What the Bruins offense has to do to make up for shorthanded defense

Matt Kalman
June 05, 2019 - 5:46 pm

The Bruins are probably going to be shorthanded on defense when they take the ice for Game 5 of the Stanley Cup Final on Thursday.

Matt Grzelcyk might be cleared from the concussion protocol but he might not. Zdeno Chara could shock the world and play a Final game with his mouth sewn shut, but it’s unlikely.

The fact is, the Bruins have been playing shorthanded on defense these whole playoffs since Kevan Miller was injured back in the regular season. They’ve gotten this far anyway.

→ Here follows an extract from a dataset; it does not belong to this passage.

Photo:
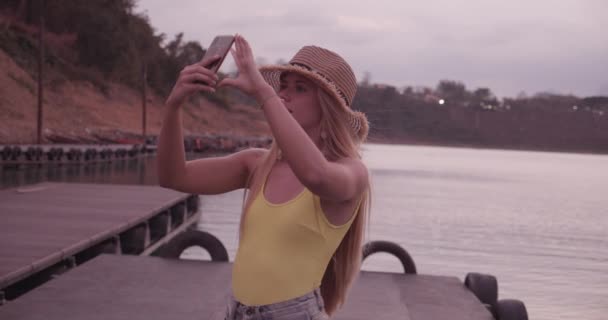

The Bruins have proven they can win with a banged-up defense corps, even beating these big, bad St. Louis Blues in Game 3 of this series without Grzelcyk. They went 10-7-2 without Chara in the regular season during a stretch when they also missed at least four other regular defensemen for stints. They won Game 4 of the Eastern Conference final without Chara.

Regardless of who’s dressed on defense the only remedy for the Bruins is to … wait for it … score more goals!

That might seem like the type of advice you’d get from a Bazooka Joe comic wrapped around your gum, but look how far the Bruins have come without getting much 5-on-5 offense from their best players. They’re tied 2-2 in this best-of-7 series without a single 5-on-5 points from any of Patrice Bergeron, Brad Marchand, David Backes, David Krejci, David Pastrnak and Jake DeBrusk.

But how can they score more? Pastrnak seemed to have a novel idea when asked about improvements the Bruins need to make in Game 5.

“Well obviously we would like to shoot more,” he said. “I don’t think we had enough shots, and get bodies in front of the goalie and get the second opportunities. I think we gave up a lot of shots last game and I think that’s the biggest mindset for us. Anytime we do these things and get in front of the goalie, we always score a bunch.”

The Bruins didn’t score a bunch in Game 1, but they outshot the Blues 38-20 in a 4-2 win. Since then their shot totals are 23, 24, 23. Now that 24 from Game 3 is misleading because they had 20 after two periods and then stepped off the gas a little on their way to the 7-2 rout.

The only prescription here is more shots. Marchand had no shots on net in Game 4. Embarrassing.

When the Bruins have played their brand of offense for stretches of this series, they’ve solved goalie Jordan Binnington. He gives up rebounds, he gets rattled. The perceptions of him as impenetrable and imperturbable have been proven to be myths. Every goal the guy gives up he snaps his head back like he just watched his dog get run over. If the Bruins got in his face the way the Blues tried to get to Tuukka Rask, Binnington might even snap.

In the playoffs he’s 4-5 when he faces 30 or more shots. Now Rask is just 8-6, and every goalie’s odds of winning probably decreases with the amount of shots taken, but if the Bruins are smarter about their offense, if they think shoot first and pass second below the dots, they could put Binnington’s talent to the test.

“Well I think certainly get inside. Coyle’s goal the other night was a good example, getting the puck to the net, getting inside, rebounds,” Bruins coach Bruce Cassidy said about how Boston can generate more 5-on-5 offense. “There’ll be some rebounds there if we get there, if we have traffic. I mean it sounds cliché but it’s the truth. That’s how they scored their goals, they got to the net with traffic, rebounds, second chances, get inside. That’s typically it. They’re a good reloading team, so the odd-man rushes are tough.

Cassidy also talked about the defense moving the puck up quicker and using different moves to avoid the heavy forecheck. That goes for all the defensemen, whether Steven Kampfer or Urho Vaakanainen or Grzelcyk is in there.

These are the solutions to the Bruins’ problems. Not juggling the lines, although it might help to get Karson Kuhlman’s fresh legs into the lineup in place of David Backes.

Definitely not dressing seven defensemen. When you’re as offensively challenged as the Bruins are 5-on-5 right now, it makes no sense to go with one fewer forward, messing up the lines and the defense pairs just so some guy can dress and play eight minutes.

There are two, maybe three games left in this season. Certainly the Bruins’ youthful defense, led by 21-year-old Charlie McAvoy, 22-year-old Brandon Carlo and 28-year-old Torey Krug, can take on a heavier workload. Heck, the Blues didn’t even have an injury issue in Game 4 and they basically played just five defensemen with Joel Edmundson playing just 7:24. If it takes Boston’s top three or four D playing more than 25 minutes each, so be it. They’re young, they have two days to rest up for Game 6, and even a diminished version of McAvoy or Krug after playing more minutes is better than a handful of minutes from Kampfer or Vaakanainen.

No lineup gimmicks are necessary here. The Bruins’ top forwards have to meet the challenge, use their quickness to make the Blues pay for having giants throughout their defense corps and make Binnington work for his saves.

If they don’t, they’ll have zero points and also zero excuses.